Les travaux en histoire, en sociologie et en philosophie s’éloignent progressivement de cette approche ancrée dans une vision culturelle occidentale du monde qui a appauvri le thème dialectique de l’homme et de l’animal, le réduisant à un champ avec un seul pôle magnétique (l’homme) et une seule attraction directionnelle (l’homme vers l’animal), oubliant ou rejetant ainsi une grande partie de sa réalité et de sa complexité. Il faut s’intéresser de plus près à l’influence des animaux dans leurs relations avec les humains, à leur rôle d’acteurs réels, à la lumière de l’importance croissante de l’éthologie – au moins pour certaines espèces et un nombre croissant d’entre elles – sur les comportements de chaque animal en tant qu’acteur, individu, voire personne ; sur les capacités cognitives des individus animaux ; et sur la sociabilité et les cultures des groupes animaux – et ainsi révéler les insuffisances des approches purement humaines. De même, les documents historiques montrent, lorsque ces informations ne sont pas rejetées comme anecdotiques, que les humains ont vu ou prévu et évalué les intérêts des animaux et ont réagi, agi et imaginé en conséquence. Des tentatives d’études du milieu pour lui-même poursuivent d’ailleurs cette approche et offrent des perspectives méthodologiques novatrices qui sont connues des chercheurs invités à la rencontre de Montréal.

En d’autres termes, pour comprendre véritablement la relation, c’est-à-dire le dialogue, qui peut exister entre les humains et les animaux, il faut partir de l’hypothèse que les animaux ne sont pas seulement des acteurs qui influencent les humains, mais qu’ils sont aussi des individus avec leur propre ensemble de caractéristiques spécifiques.
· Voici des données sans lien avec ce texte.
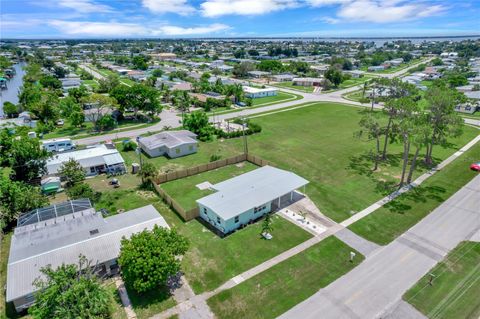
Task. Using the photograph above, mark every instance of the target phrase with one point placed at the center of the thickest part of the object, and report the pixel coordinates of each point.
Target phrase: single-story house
(94, 160)
(247, 197)
(164, 56)
(255, 93)
(356, 74)
(171, 143)
(307, 81)
(283, 77)
(258, 74)
(58, 234)
(58, 145)
(375, 68)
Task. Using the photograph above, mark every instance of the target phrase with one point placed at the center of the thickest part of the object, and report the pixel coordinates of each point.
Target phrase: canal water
(13, 87)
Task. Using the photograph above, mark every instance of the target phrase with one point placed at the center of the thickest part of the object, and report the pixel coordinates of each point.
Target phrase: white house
(94, 160)
(255, 93)
(58, 145)
(170, 143)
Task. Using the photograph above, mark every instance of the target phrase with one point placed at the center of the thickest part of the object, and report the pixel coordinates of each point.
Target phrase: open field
(289, 85)
(274, 291)
(186, 193)
(456, 287)
(388, 222)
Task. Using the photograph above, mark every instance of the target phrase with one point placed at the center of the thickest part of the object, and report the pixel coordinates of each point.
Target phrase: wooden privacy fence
(167, 177)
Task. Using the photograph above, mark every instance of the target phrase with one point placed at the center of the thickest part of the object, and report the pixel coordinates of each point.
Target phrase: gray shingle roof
(249, 190)
(168, 138)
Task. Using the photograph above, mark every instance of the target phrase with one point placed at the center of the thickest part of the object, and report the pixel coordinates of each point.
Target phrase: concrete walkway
(376, 286)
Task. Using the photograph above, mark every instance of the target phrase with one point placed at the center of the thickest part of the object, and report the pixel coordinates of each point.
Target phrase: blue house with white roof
(246, 198)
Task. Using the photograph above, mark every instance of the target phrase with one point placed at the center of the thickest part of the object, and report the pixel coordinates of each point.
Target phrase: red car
(475, 167)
L’opposition entre une espèce concrète, l’humain, et un concept, l’animal, réduit le regard à un dualisme improductif. Puisque nos concepts sont toujours situés dans le temps, comme le montrent les historiens ; dans l’espace, comme le soulignent les ethnologues ; et parmi les êtres vivants, comme le démontrent les éthologues : nous souhaitons développer une nouvelle façon de penser le vivant dans ses relations et ses représentations, ses hiérarchies et ses coexistences, ses entêtements et ses négociations.

Le projet engage côte à côte historien-ne-s, anthropologues, juristes, éthicien-ne-s, éthologues et spécialistes de l’intelligence artificielle, mêlant dans différents volets des approches de sciences humaines et de sciences de la vie pour offrir une réflexion riche dont les débouchés pourraient être utiles au législateur comme au citoyen alors que les limites se brouillent sous la pression des études génomiques et des expériences menant à une meilleure perception de l’« intelligence animale ». Si la question du rapport à la nature s’est toujours posée avec une grande acuité à l’humanité, qu’il s’agisse de survivre face à elle, d’en exploiter les ressources, d’en maîtriser les dangers ou, plus récemment, d’en éviter la destruction, il n’est pas possible de nier qu’elle est aussi d’une brûlante actualité à l’heure de changements climatiques si brutaux qu’ils menacent l’existence des sociétés humaines, voire de l’humanité elle-même.